Che il mondo della celluloide abbia da sempre un debole per le trame legate al mondo del gioco e dei casinò è ormai un fatto acclarato. Da Cincinnati Kid, intramontabile pellicola del 1965 con Steve McQueen diretta da Norman Jewison, al celebre Casinò del 1995 di Martin Scorsese con Robert De Niro, Joe Pesci e Sharon Stone, tanti lungometraggi hanno portato sul grande schermo vizi e virtù di questo universo parallelo che da Las Vegas a Montecarlo è stato e continua ad essere croce e delizia per schiere di giocatori appassionati. Anche negli ultimi anni l’industria del cinema ha continuato a sfornare spaccati di questo mondo affascinante come Mississippi Grind di Anna Boden e Ryan Fleck del 2015 con Ryan Reynolds e Ben Mendelsohn o come il pluricelebrato Molly’s Game del 2017 di Aaron Sorkin con Jessica Chastain come protagonista che sfiorando l’Oscar ha raccontato i chiaroscuri del mondo dei club privati di hold’em riservati alle élite della società statunitense.

Del resto diversi film di Hollywood, anche nei tempi più recenti, hanno contribuito ad influenzare l’industria del poker, un gioco ormai spettacolarizzato anche a livello mediatico con migliaia di spettatori che assistono sui social media le gesta dei campioni di questo sport della mente. A tal proposito da qualche giorno è uscito nelle sale un nuovo lavoro cinematografico riservato a questo tema dal titolo Il collezionista di carte. Questo ultimo lavoro di Paul Schrader, uno dei nomi che hanno fatto la storia della Nuova Hollywood con capolavori alle spalle del calibro di American Gigolò e Cortesie per gli ospiti, è interpretato da Oscar Isaac, Tye Sheridan, Tiffany Haddish e Willem Dafoe. La 78ª mostra internazionale d’arte cinematografica di Venezia ha celebrato il debutto europeo dell’opera che è tutta incentrata sul tavolo verde. Il protagonista William Tell (Oscar Isaac), ex galeotto con un buio passato nell’esercito USA che ha lasciato indelebili tracce nella sua fragile psiche, si guadagna da vivere come rounder professionista e senza voli pindarici sbanca il lunario allontanando i fantasmi del passato tra fiches, croupier e mazzi di carte. La svolta avviene quando l’ex soldato incontra Cirk (interpretato da Tye Sheridan), il figlio di vecchio un commilitone che è in cerca di vendetta e si accompagna al losco maggiore Gordo (interpretato da William Defoe). Una storia di redenzione che senza spoiler eccessivi cerca di mettere in relazione le vicissitudini del tavolo da gioco e il percorso della vita, in entrambe i casi infatti le scelte che si fanno marcano inesorabilmente i risultati ottenuti. L’ennesimo lungometraggio di Schrader in pochi giorni (in Italia è in proiezione dal 3 settembre) ha già raccolto recensioni positive sia su Rotten Tomatoes che su Metacritic, segno che il regista non ha ancora perso il suo smalto nonostante i 75 anni compiuti lo scorso 22 luglio e che il Poker tira ancora sul grande schermo.

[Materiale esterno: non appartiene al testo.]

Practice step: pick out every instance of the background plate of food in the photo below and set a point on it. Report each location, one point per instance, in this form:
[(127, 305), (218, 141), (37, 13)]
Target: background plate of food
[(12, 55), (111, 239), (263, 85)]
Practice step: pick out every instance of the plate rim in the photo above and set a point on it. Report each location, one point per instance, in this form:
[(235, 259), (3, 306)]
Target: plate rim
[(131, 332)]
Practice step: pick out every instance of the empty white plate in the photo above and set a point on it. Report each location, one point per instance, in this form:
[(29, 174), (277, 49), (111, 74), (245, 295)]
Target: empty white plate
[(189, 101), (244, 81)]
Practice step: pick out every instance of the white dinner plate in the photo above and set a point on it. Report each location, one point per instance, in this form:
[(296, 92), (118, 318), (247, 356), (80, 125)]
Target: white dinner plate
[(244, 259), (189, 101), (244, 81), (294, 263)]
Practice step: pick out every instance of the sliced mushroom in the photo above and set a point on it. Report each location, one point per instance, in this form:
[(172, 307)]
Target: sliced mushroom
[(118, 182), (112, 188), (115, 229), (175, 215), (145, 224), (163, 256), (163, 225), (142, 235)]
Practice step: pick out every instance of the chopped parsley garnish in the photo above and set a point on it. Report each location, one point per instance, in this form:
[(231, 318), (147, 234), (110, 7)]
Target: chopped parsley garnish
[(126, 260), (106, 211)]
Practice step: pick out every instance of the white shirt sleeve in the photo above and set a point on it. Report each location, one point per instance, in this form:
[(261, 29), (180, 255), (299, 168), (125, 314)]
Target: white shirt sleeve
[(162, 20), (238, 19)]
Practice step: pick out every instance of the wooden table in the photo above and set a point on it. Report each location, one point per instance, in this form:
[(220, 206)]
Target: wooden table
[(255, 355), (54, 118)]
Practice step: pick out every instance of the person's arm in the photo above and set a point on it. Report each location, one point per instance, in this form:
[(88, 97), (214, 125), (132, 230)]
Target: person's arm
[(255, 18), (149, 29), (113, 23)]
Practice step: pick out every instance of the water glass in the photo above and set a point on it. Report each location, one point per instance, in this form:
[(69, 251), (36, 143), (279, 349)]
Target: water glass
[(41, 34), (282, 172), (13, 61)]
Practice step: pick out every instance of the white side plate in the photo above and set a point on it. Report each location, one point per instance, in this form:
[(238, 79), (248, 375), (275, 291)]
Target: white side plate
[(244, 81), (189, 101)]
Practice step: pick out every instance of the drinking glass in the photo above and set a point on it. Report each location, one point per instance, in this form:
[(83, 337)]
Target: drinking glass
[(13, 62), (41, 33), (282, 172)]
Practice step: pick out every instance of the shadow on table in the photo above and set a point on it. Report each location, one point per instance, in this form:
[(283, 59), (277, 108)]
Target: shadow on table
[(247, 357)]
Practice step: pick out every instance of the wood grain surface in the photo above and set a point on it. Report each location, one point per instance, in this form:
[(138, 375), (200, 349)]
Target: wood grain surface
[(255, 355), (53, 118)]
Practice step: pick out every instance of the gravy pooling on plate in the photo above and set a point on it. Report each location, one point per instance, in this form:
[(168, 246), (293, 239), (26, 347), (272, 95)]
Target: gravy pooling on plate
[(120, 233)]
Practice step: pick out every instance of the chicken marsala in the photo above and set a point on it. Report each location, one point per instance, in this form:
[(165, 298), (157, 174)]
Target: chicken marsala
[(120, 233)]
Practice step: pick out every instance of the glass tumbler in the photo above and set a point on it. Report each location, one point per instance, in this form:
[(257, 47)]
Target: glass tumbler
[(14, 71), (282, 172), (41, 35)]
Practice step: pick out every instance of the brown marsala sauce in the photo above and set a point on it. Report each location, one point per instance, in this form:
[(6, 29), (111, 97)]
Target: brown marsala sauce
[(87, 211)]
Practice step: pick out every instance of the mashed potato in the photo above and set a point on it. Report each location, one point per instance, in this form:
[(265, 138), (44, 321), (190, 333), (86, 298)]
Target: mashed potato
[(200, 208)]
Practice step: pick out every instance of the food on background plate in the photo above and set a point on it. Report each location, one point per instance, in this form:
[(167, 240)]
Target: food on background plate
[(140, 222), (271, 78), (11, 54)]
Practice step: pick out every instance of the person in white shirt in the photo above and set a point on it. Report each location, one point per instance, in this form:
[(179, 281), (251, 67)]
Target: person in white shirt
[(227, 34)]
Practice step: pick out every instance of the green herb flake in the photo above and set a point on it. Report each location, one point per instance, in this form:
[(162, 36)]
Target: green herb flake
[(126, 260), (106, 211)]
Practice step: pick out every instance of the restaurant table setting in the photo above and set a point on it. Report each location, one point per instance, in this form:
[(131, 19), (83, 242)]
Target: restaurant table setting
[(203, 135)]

Sullo stesso filone sta recentemente lavorando anche Russel Crowe che dovrebbe a breve presentare la sua seconda pellicola da regista e interprete intitolata Poker Face. Dopo The Water Diviner del 2014, il Gladiatore decide di tornare alla regia cimentandosi con un lungometraggio sul mondo del gioco. Le riprese di Poker Face sono iniziate lo scorso agosto in Australia nell’area di Sidney e il film è basato sulla sceneggiatura di Stephen M. Coates. La trama di questo thriller vedrà Crowe interpretare un miliardario della tecnologia di nome Jake, intento ad organizzare una partita di poker con i suoi amici di infanzia nella sua tenuta di Miami. Jake è ossessionato da un senso di vendetta e rivalsa nei confronti dei suoi ospiti ed escogita un piano di “contrappasso” per dare il benservito ai convitati sebbene l’improvvisa presenza di un invasore domestico costringerà Jake a rivedere i suoi piani. Le riprese sono state minate da alcuni problemi di organizzazione che hanno ritardato la data di uscita del film (ad oggi prevista per la seconda metà del 2022). Robert Fitzgerald Diggs alias RZA, Liam Hemsworth e Elsa Pataky faranno parte del cast che parteciperà alle riprese mentre i fan di Crowe sono in attesa di vedere l’ultima sua prova come attore nei panni di Zeus, divinità adattata al mondo Marvel nella pellicola Thor: Love and Thunder di Taika Waititi che uscirà nelle sale il prossimo 6 maggio.